What Actions Will Particle Take Moving Forward?
The systems and processes Particle had in place were necessary in order to contain the severity of the outage and preserve the integrity of our data. Even with the containment and recovery, however, we were unable to meet our standards for the availability of our systems. Through this experience, we uncovered several opportunities for improvements to both avoid customer downtime during such an event in the first place and to speed up our own recovery processes as a part of DR failover measures. We also identified improvements to our communication flows.
I’ll share in this section some examples of short term and medium term actions our team has identified, some of which were in plan prior to the outage and some of which we identified during a postmortem review of the outage.
Preventing Customer Outage in the First Place:
- We designated our formerly secondary database host provider as our primary provider. This provider enables features not made available to us by our former provider, such as rolling point-in-time recovery (PITR) tools for higher availability guarantees. This company’s industry-leading reputation and better feature set had us already on a path, prior to our former vendor’s outage event, to transitioning our operation database to their services.
- We’re actively working with our new primary database host provider to ensure that we are configured to maximize the reliability features available to us (beyond the services we already had in place with our former vendor.)
- As part of our existing reliability roadmap, we will accelerate plans to improve redundancy in our own applications and services. This includes consistently architecting all Particle services to operate in multiple datacenter regions.

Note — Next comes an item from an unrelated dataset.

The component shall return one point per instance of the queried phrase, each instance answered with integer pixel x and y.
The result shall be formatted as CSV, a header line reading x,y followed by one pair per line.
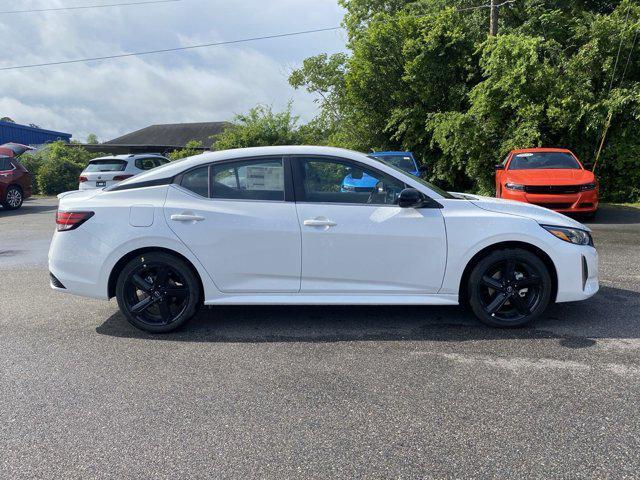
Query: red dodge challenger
x,y
550,177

Improved Efficiency in Recovery from Outage, Failover, and Maintenance Events:
- We are continuing to refine and test our Business Continuity Plan / Disaster Recovery procedures. Most notably, in the short term, we will establish a hot site for our operational database so that we can failover to an alternative hosting environment significantly more quickly than during this event.
- We enabled hourly backups of our operational database to avoid a long tail managing data integrity in the gap between last backup and latest state of the database.
- We’ve noted the database resource requirements needed to successfully provision a replica of our Operational Database in a high-load scenario and have a system in place to monitor as the system grows with our customer deployments and features, which means will should not have a repeat of the under-provisioning issues through failover, recovery, and maintenance events.
Improved Customer Communication:
- We are working to provide more useful self-service monitoring telemetry on our status page and customer consoles. This, in turn, will provide awareness and alerts that will offer close to real-time notifications for any future potential issues.
- We are tightening our internal escalation and customer communication run books to ensure that we respond and proactively reach out to our customers and community faster.
- We will continue to provide greater transparency and increased frequency of updates on mission critical aspects of our platform on our status page
Thank you for taking the time to read this post. Our customers entrust Particle with the management and monitoring of their products and I fully understand how critical the availability of our systems is to our customer’s products. I hope this visibility and transparency is useful information for our customers and potential customers evaluating our solution and serves to communicate how seriously we take this responsibility.